Groups > comp.lang.python > #74283 > unrolled thread

Re: NaN comparisons - Call For Anecdotes

Started by	"Anders J. Munch" <2014@jmunch.dk>
First post	2014-07-10 01:03 +0200
Last post	2014-07-19 05:49 +1000
Articles	13 — 6 participants

Back to article view | Back to comp.lang.python

This discussion starts older than the indexed window; earlier articles aren't shown. The article labeled Started by below is the oldest one visible, not the original post.

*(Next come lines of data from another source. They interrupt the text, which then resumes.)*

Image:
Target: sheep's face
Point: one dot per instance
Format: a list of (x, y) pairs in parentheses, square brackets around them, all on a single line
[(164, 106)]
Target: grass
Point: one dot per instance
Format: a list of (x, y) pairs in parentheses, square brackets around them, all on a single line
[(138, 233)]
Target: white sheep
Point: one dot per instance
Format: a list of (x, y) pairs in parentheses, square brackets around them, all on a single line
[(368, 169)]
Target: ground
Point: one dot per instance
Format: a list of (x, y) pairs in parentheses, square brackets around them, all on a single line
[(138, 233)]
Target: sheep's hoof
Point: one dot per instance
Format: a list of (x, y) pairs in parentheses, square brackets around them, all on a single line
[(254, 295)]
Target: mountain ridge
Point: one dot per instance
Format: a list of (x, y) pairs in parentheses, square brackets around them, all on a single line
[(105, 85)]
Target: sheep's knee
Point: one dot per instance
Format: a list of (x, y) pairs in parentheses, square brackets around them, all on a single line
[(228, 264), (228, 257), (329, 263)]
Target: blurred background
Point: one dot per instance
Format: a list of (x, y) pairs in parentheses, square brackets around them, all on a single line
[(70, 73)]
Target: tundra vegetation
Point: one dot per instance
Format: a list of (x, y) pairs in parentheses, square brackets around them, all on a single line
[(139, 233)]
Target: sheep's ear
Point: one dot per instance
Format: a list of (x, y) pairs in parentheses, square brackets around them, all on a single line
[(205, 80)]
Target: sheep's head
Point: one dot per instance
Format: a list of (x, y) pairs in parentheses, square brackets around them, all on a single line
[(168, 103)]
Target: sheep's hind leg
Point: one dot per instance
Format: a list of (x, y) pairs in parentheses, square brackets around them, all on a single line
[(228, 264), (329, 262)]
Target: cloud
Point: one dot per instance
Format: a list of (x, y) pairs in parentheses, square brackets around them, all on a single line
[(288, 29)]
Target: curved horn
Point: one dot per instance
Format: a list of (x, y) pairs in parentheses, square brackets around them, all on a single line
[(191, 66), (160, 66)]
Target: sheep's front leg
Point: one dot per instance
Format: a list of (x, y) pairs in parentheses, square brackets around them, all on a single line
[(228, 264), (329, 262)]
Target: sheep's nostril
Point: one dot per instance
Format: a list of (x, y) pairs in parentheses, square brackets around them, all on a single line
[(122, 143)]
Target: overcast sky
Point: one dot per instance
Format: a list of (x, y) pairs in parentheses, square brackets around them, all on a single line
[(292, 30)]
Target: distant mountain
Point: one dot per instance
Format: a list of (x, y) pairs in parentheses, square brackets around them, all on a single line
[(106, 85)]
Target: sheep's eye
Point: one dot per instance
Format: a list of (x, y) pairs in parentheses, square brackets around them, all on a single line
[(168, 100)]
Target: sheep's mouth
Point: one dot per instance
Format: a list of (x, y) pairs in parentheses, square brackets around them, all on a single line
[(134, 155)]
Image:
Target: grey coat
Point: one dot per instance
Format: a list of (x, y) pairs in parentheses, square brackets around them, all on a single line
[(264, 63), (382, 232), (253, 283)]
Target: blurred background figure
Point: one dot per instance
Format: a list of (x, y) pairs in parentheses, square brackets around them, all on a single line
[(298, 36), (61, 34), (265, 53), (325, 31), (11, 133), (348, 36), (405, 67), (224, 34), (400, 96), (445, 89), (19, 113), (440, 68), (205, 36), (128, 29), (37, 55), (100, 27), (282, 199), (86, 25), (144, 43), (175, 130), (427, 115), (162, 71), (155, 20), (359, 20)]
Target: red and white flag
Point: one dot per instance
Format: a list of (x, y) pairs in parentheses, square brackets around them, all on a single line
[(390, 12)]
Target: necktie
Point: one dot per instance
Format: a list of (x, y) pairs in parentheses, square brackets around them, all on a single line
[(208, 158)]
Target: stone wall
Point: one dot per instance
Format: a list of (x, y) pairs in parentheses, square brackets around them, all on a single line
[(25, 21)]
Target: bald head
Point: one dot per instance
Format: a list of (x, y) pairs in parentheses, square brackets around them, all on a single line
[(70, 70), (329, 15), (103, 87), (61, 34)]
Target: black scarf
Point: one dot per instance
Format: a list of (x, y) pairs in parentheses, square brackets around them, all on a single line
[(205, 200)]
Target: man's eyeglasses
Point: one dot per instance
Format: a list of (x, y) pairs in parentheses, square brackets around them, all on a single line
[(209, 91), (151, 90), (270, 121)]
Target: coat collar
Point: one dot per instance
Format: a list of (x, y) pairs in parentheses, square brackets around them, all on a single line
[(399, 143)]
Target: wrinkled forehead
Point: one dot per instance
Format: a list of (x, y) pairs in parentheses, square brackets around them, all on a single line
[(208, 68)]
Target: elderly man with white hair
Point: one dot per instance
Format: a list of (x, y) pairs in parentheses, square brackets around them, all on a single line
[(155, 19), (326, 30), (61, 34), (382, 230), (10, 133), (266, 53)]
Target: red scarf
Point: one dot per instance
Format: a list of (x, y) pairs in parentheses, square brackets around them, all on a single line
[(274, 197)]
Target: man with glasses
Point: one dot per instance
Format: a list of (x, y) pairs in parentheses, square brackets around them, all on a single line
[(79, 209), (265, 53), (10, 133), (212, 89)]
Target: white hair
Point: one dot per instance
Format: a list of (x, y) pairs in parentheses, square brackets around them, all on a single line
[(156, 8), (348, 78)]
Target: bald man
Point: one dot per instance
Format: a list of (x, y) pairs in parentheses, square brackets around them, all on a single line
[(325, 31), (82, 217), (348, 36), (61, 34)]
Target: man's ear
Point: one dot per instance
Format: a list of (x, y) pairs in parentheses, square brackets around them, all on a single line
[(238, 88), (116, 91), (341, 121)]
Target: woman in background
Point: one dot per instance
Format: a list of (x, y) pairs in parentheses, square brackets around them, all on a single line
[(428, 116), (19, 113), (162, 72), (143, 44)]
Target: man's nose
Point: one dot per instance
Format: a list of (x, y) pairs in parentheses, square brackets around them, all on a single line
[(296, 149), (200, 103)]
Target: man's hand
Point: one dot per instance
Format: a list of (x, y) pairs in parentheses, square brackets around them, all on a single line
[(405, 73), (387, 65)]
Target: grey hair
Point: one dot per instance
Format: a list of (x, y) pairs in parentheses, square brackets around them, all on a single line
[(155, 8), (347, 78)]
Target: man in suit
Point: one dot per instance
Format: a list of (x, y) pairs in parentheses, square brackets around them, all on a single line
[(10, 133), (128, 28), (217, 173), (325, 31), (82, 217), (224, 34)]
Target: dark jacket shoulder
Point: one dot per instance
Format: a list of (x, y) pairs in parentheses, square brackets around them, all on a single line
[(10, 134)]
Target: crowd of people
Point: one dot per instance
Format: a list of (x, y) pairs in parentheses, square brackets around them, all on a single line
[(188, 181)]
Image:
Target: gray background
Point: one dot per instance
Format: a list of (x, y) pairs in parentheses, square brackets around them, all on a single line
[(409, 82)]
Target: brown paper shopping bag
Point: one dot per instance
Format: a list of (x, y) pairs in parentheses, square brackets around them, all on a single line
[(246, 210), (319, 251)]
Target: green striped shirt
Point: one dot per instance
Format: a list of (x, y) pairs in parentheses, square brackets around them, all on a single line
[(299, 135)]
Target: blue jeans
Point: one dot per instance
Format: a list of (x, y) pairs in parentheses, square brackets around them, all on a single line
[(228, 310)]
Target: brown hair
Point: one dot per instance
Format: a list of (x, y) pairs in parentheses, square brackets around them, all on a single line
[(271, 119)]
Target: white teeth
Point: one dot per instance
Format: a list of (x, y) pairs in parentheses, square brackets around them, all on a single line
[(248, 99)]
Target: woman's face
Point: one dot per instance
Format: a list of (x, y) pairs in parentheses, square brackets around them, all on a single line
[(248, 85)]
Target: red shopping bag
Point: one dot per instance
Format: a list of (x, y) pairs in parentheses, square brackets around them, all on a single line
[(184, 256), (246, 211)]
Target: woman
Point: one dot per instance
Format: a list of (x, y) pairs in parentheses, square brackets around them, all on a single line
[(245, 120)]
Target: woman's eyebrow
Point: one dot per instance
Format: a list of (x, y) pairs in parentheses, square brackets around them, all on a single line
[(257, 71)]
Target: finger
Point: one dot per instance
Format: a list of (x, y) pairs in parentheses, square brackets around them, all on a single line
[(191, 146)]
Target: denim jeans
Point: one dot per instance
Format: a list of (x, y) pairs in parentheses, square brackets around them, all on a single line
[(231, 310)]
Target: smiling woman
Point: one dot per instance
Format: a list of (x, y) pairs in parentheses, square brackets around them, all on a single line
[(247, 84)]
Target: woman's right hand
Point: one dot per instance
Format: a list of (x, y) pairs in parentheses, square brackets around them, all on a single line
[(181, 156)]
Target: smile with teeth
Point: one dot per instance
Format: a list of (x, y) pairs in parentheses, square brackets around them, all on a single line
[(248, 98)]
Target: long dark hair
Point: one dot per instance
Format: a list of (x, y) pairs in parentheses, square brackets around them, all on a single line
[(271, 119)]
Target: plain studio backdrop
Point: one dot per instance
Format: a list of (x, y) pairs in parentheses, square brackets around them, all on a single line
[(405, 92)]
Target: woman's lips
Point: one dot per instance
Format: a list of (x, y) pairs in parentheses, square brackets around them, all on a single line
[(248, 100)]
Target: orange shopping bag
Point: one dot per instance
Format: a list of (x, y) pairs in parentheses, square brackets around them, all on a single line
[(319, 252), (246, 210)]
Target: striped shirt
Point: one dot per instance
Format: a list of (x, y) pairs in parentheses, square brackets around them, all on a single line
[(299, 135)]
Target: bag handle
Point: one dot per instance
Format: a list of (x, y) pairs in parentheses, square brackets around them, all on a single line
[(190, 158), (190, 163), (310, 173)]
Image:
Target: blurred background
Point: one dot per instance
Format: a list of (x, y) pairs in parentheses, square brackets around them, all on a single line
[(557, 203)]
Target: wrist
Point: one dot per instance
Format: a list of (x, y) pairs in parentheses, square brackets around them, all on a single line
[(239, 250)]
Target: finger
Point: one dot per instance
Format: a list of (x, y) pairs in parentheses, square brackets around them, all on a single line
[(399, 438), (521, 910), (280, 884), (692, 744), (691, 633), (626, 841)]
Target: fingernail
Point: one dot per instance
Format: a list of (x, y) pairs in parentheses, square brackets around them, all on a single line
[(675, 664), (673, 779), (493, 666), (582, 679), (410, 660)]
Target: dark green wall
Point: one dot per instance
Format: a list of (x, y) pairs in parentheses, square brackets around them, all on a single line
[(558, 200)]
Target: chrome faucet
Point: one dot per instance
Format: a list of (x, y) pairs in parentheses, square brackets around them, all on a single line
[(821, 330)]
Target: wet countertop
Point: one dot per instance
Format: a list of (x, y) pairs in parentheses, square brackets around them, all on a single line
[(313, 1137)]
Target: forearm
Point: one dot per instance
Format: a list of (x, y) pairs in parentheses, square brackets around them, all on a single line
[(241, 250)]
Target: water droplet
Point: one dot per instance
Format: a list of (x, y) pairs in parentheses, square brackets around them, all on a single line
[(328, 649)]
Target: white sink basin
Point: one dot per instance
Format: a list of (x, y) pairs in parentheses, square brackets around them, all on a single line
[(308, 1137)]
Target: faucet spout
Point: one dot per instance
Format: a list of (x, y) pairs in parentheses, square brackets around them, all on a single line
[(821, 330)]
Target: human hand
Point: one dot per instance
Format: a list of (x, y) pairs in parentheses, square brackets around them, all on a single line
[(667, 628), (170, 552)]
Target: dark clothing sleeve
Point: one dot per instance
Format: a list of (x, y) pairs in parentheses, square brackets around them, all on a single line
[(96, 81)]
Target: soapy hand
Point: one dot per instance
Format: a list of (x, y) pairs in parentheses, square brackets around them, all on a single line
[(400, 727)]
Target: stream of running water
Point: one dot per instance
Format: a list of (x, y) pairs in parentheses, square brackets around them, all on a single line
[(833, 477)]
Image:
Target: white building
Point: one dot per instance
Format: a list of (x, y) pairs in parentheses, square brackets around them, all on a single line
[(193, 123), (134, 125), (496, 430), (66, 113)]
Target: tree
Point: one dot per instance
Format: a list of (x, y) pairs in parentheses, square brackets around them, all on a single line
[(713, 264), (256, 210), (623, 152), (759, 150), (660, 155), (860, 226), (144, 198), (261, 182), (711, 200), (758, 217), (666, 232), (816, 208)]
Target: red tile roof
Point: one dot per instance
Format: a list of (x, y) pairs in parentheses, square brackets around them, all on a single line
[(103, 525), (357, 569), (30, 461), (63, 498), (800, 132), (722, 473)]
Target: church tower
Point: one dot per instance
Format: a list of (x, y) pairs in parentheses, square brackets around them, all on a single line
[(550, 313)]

  Re: NaN comparisons - Call For Anecdotes "Anders J. Munch" <2014@jmunch.dk> - 2014-07-10 01:03 +0200
    Re: NaN comparisons - Call For Anecdotes Johann Hibschman <jhibschman@gmail.com> - 2014-07-17 11:12 -0400
      Re: NaN comparisons - Call For Anecdotes Chris Angelico <rosuav@gmail.com> - 2014-07-18 01:36 +1000
        Re: NaN comparisons - Call For Anecdotes Johann Hibschman <jhibschman@gmail.com> - 2014-07-17 14:49 -0400
          Re: NaN comparisons - Call For Anecdotes Chris Angelico <rosuav@gmail.com> - 2014-07-18 04:55 +1000
            Re: NaN comparisons - Call For Anecdotes Marko Rauhamaa <marko@pacujo.net> - 2014-07-17 22:10 +0300
              Re: NaN comparisons - Call For Anecdotes Ian Kelly <ian.g.kelly@gmail.com> - 2014-07-17 14:39 -0600
                Re: NaN comparisons - Call For Anecdotes Marko Rauhamaa <marko@pacujo.net> - 2014-07-18 00:08 +0300
                  Re: NaN comparisons - Call For Anecdotes Ian Kelly <ian.g.kelly@gmail.com> - 2014-07-17 17:00 -0600
                  Re: NaN comparisons - Call For Anecdotes Ian Kelly <ian.g.kelly@gmail.com> - 2014-07-17 17:07 -0600
          Re: NaN comparisons - Call For Anecdotes Chris Angelico <rosuav@gmail.com> - 2014-07-18 04:59 +1000
        Re: NaN comparisons - Call For Anecdotes Steven D'Aprano <steve+comp.lang.python@pearwood.info> - 2014-07-18 17:57 +0000
          Re: NaN comparisons - Call For Anecdotes Chris Angelico <rosuav@gmail.com> - 2014-07-19 05:49 +1000

#74283 — Re: NaN comparisons - Call For Anecdotes

From	"Anders J. Munch" <2014@jmunch.dk>
Date	2014-07-10 01:03 +0200
Subject	Re: NaN comparisons - Call For Anecdotes
Message-ID	<mailman.11716.1404946997.18130.python-list@python.org>

Joel Goldstick wrote:
> I've been following along here, and it seems you haven't received the answer 
> you want or need.

So far I received exactly the answer I was expecting.  0 examples of NaN!=NaN 
being beneficial.
I wasn't asking for help, I was making a point.  Whether that will lead to 
improvement of Python, well, I'm not too optimistic, but I feel the point was 
worth making regardless.

regards, Anders

[toc] | [next] | [standalone]

#74642

From	Johann Hibschman <jhibschman@gmail.com>
Date	2014-07-17 11:12 -0400
Message-ID	<osx38e010kj.fsf@gmail.com>
In reply to	#74283

"Anders J. Munch" <2014@jmunch.dk> writes:
> So far I received exactly the answer I was expecting.  0 examples of
> NaN!=NaN being beneficial.
> I wasn't asking for help, I was making a point.  Whether that will
> lead to improvement of Python, well, I'm not too optimistic, but I
> feel the point was worth making regardless.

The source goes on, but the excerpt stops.